In and Around Fayence and Nice (5th-12th August 2024)

‘Heard of the blue hour? […] It’s not an hour…a minute, really. Just before dawn, there’s a minute of silence. The day birds aren’t up yet, and the night birds are already asleep. Then… there’s real silence…’

So tells Reinette to Mirabelle in Éric Rohmer’s charming Quatre Aventures de Reinette et Mirabelle. Mirabelle, being from Paris and not from the country like her new friend Reinette, had in fact not heard of the blue hour. And, so it happens, neither had I. The pairs first attempt to witness this minute of silence together is rudely spoiled by the presence of a noisy car in the distance, but the following night they try again and succeed in witnessing the brief moment in which it appears that the whole Earth is asleep. Mirabelle finds herself caught all of a sudden in a world she has never experienced before. There is total peace. All is quiet. And when the minute is over, both Mirabelle and Reinette are overcome with emotion; they embrace. It isn’t Reinette’s first blue hour, but it is Mirabelle’s. And that Reinette could be a witness to that makes the moment one that neither of these friends will forget. So ends Part One of the film. And so entered a new entry onto my bucket list – and the second entry inspired by a Rohmer film. I wanted to witness the blue hour, the minute of silence. And the following day I set off for the south of France with a group of twelve friends.

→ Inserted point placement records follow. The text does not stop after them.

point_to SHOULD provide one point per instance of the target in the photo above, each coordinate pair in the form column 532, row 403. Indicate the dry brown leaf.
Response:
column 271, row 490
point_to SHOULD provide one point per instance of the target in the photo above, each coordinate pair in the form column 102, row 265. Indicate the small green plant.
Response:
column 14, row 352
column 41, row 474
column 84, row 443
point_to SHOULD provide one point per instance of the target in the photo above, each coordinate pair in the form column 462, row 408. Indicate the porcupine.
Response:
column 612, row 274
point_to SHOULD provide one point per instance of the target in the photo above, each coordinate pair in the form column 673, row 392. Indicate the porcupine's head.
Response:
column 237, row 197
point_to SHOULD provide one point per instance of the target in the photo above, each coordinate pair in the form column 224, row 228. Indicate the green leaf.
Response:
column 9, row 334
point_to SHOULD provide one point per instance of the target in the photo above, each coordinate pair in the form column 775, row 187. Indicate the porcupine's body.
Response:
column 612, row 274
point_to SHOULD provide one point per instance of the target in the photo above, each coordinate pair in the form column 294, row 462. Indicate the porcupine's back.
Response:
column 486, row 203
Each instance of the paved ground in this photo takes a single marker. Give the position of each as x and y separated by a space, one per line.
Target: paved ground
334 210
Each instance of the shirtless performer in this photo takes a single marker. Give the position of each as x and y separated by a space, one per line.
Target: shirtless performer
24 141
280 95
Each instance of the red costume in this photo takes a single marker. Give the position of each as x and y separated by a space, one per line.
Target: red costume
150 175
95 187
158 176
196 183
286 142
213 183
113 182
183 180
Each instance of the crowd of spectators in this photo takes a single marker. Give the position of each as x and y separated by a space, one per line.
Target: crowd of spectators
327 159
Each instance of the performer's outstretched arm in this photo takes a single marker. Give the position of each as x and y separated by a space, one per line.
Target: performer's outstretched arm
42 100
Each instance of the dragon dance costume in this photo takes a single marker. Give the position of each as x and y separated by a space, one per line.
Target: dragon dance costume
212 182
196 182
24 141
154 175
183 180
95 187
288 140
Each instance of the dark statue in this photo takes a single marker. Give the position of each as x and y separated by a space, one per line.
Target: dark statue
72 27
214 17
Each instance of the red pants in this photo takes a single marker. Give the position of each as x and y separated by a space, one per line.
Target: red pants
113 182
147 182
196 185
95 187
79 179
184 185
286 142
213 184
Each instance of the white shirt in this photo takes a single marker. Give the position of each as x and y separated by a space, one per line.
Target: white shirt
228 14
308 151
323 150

Of course, the trip was not a spontaneous one come about as a result of me watching Reinette et Mirabelle. We had all booked our flights to Nice several months prior (well, almost all of us. One of the group got around to it a little later, arrived the following evening too late to catch a bus to where we were staying, and had to fork out a hundred euros for a taxi so as to not have to sleep in the airport’s arrivals lounge). Thirteen of us, all friends since school, abroad together – a strange and lucky phenomenon, as one American tourist let us know later in the week. We were not actually staying in Nice itself, but in a small village around an hour’s drive from the city, called Fayence. The village is perched on a hill which, in the August sun, soon becomes quite the feat to walk up after a trip to the Super U which resides at the hill’s base. It is a beautiful area, and with rarely a cloud to be seen a walk to the top of the village afforded us a panoramic view of the mountains and the other perched villages and small towns that make up the north-east Var department of France’s Provence-Alpes-Côte d’Azur region. Being a little way out of the city, Fayence offers a serenity and a closeness to nature which perhaps wouldn’t have been so accessible were we to have resided in Nice: the geckos scurrying across the bedroom walls; the greenery that made up the horizon; and the singing of the crickets that acted as a constant backdrop to our conversations from the moment we awoke until well into the night. This, I thought on our first evening, could prove to be the perfect place for me to experience the blue hour for the very first time.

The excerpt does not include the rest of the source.